The above reasons don’t apply to any book that I know but they are valid. However, to give you a flavour of how books are affected by book fairs like Frankfurt, here are a few instances of real matters I was involved in at Frankfurt this year.

  • One book that NIAS is about to publish could do quite well in the country it studies. But how to make a book sell more than merely ‘OK’? We discussed this with our distributor’s local agent.
  • Meantime another new book could do very well in its focal country – but it could also be banned or attacked in the courts for upsetting the local powers-that-be. This was a delicate case because people were very careful what they said but we ended up with reasonably clear idea of the situation and with ideas how to respond if things turn sour.
  • In some markets our books are selling well, in others less so. For one big market especially we met with booksellers and others working in the book trade there to understand what was happening and to formulate a strategy to improve sales.
  • If a book sells very well, chances are it will need to be reprinted. Our problem is that we print in Asia but all too often the reprints are needed in the US or Europe but there are not enough orders for a full reprint in Asia to be economic. Shipping charges are horrendous, too. I spent quite a lot of time exploring the alternatives here. Finding a solution is now urgent; authors hate hearing that people cannot buy their books.
  • One of our recent books is about pirates, real pirates of the skull-and-crossbones type. I sniffed around the national stands of a few countries with a strong maritime background looking for publishers who might be interested to publish the book in their language. No luck this time.
  • Recently, an author approached us with a book proposal. He wants something out fast as he’s up for tenure at a US university but doesn’t seem to realize that this means getting published by a reputable American press; even a quality European press like NIAS Press just won’t do. Normally it would be much too early to do this (because we haven’t yet seen or reviewed the manuscript) but as the proposal and sample were good I aired the idea of co-publication at meetings with a couple of US presses, just to test the water. Interest was expressed; there’s something I can build on later.

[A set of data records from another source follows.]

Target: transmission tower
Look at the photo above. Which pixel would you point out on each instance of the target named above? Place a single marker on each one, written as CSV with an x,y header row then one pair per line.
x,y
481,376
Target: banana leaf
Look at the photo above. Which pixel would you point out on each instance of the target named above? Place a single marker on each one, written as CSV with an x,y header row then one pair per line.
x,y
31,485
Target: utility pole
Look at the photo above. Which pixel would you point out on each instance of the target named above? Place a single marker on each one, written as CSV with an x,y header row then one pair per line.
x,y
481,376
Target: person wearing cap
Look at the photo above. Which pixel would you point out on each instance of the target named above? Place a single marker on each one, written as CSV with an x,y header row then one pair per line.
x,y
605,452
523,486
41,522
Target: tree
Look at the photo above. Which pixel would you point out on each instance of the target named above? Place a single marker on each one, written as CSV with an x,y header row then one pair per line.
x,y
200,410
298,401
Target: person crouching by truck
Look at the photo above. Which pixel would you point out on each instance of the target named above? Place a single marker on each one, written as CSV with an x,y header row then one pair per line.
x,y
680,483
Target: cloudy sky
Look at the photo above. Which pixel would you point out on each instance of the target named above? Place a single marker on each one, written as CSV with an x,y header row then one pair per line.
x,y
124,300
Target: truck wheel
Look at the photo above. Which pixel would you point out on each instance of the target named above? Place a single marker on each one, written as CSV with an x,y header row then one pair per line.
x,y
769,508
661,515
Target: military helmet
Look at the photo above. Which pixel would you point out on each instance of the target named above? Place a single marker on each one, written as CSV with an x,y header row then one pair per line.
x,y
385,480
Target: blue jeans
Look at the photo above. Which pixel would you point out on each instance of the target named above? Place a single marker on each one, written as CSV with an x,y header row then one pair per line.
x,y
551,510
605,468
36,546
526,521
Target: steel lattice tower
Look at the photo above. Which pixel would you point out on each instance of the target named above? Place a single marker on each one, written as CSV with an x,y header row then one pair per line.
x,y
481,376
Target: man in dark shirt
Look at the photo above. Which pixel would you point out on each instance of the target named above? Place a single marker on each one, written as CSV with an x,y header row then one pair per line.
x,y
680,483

  • Indeed, one of the books we published last year was co-published with such a US university press, someone we hadn’t worked with before. One part of my meeting with them this year was simply to make sure that things had gone well as far as they were concerned. It had, and we moved on to discuss a new joint project.
  • While the focus of any book fair is on new books, there is growing interest to give new life to older titles by digitizing them. They are then republished as e-books (even e-chapters). I had several meetings and also attended seminars exploring this issue. The result is that by Christmas we shall have digitized a fair chunk of our books, many more following next year.

No wonder I feel rather pressed at present!